Little humor here ...yeah. fair. there were a couple of #2s in rec this year, but not many thankfully. I remember a few from last year too, not terrible. The typical MO around here is your #1 pitcher pitches innings 1-2, and then you get someone else inning 3, and then if you've got a chance at winning or it's the unlimited run last inning, you bring back #1 otherwise you get someone else an inning too. So even in the crappy "can't reach the plate" situations, at least it's usually only 25 or so minutes in the middle there.
But I wouldn't necessarily say #1 gets the game moving, because that's a BROAD category, and where most of the walkathons come from really. Because there are a lot of girls just out there basically stepping and lobbing it like the coach would. Sure, it gets to the plate, near the plate ,bounces on the plate ,etc but I'm not sure that's going to develop them.

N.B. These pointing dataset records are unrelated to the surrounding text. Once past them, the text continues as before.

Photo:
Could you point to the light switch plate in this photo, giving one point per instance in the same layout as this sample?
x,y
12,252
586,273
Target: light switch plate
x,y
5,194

IMO, you need to be at least attempting to whip it/releasing at the hip, and on average at least 1 pitch per batter should be a "you should've swung at that". It's a low bar and still might be an 8-walk inning, but at least there's a sense that if they keep at it, they'll get better, and that someone's actually teaching them "right".
On the other hand, we faced a girl the other day that I guess was kinda doing that, but she had all these wiggling and bouncing, and did what I guess technically is a "Crow hop" in that she took a step with her push foot first, before getting through what wasn't an unreasonable delivery. But she repeated her motion pretty well every time! (also was mostly high balls around the umpires head)
Somewhere in reading this description of rec ball I started thinking about the movie Dances With Wolves.... the vast tundra and nothing going on for 20 minutes...?
What are your thoughts about having pitcher evaluation before the season?
Like they have player assessments?
A,B,C
Perhaps by a certain age if someone wants to call themself a pitcher they should have to qualify at some skill level to be able to pitch?
(to keep some integrity of the game intact)
Simply considering that a coach can teach basics how to pitch, isn't really going to develop much quickly to make it very useful. If you get to pitch without training on your own it really deteriorates the rest of the game.
So what about a standard before teams are put together? Like I commented earlier perhaps to be a pitcher you would have to be able to hit a door 5 out of 10 times. That is not an unreasonable request. Say specifically above 10u.